# Help: I used too much rosemary



## tdejarnette

baking chicken breasts.  I have some of the broth and a breast leftover I'd like to make something with tonight.  I figured I would add rice and vegetables. Any idea how to correct the seasoning?  It doesn't taste bad, just too much rosemary for for my taste.


----------



## bowlingshirt

Scrape it like burnt toast.


----------



## GotGarlic

tdejarnette said:


> baking chicken breasts.  I have some of the broth and a breast leftover I'd like to make something with tonight.  I figured I would add rice and vegetables. Any idea how to correct the seasoning?  It doesn't taste bad, just too much rosemary for for my taste.
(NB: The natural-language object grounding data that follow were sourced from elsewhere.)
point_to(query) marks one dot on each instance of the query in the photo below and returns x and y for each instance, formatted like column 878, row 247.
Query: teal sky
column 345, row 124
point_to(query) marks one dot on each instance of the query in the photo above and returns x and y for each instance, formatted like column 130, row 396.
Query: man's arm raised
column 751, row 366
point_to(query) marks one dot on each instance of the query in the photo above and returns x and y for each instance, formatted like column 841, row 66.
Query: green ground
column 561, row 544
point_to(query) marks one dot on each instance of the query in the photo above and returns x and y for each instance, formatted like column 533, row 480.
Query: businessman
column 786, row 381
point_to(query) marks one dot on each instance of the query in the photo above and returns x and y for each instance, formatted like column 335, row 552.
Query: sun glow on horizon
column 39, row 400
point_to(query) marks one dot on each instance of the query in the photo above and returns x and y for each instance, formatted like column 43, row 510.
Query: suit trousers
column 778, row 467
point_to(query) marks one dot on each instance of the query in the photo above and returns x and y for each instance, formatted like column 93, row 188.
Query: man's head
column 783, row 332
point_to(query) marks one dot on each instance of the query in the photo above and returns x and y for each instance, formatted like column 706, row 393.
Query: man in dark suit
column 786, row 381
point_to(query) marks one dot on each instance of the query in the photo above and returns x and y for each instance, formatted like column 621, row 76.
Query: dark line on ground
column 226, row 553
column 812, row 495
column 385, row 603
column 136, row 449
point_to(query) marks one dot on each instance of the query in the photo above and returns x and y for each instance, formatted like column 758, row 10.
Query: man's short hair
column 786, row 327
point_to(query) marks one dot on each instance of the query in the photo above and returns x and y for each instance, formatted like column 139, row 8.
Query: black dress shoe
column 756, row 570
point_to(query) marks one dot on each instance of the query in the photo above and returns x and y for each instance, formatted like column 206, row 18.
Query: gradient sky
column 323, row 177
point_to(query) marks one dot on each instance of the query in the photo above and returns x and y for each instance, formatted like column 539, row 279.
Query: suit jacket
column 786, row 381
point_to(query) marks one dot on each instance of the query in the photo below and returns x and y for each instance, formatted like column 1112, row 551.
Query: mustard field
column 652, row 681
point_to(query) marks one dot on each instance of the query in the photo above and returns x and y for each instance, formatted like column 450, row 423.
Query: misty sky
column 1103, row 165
I think adding the rice and veggies will dilute the rosemary flavor. Lemon juice and/or garlic would be good with it, too. HTH.


----------



## tdejarnette

*Thanks, I did both!*

I scraped off as much rosemary as I could see, and strained the broth. Added more garlic and lemon juice (I used some originally)  The chicken was much better.  My daughter loved the rice and had two helpings, but my husband and I thought it was a bit boring. Thanks for your speedy responses!


----------



## Bilby

How about using an Asian sauce like sweet chilli or teriyaki?  Or a Thai curry paste?  Or even an Indian one for that matter.


----------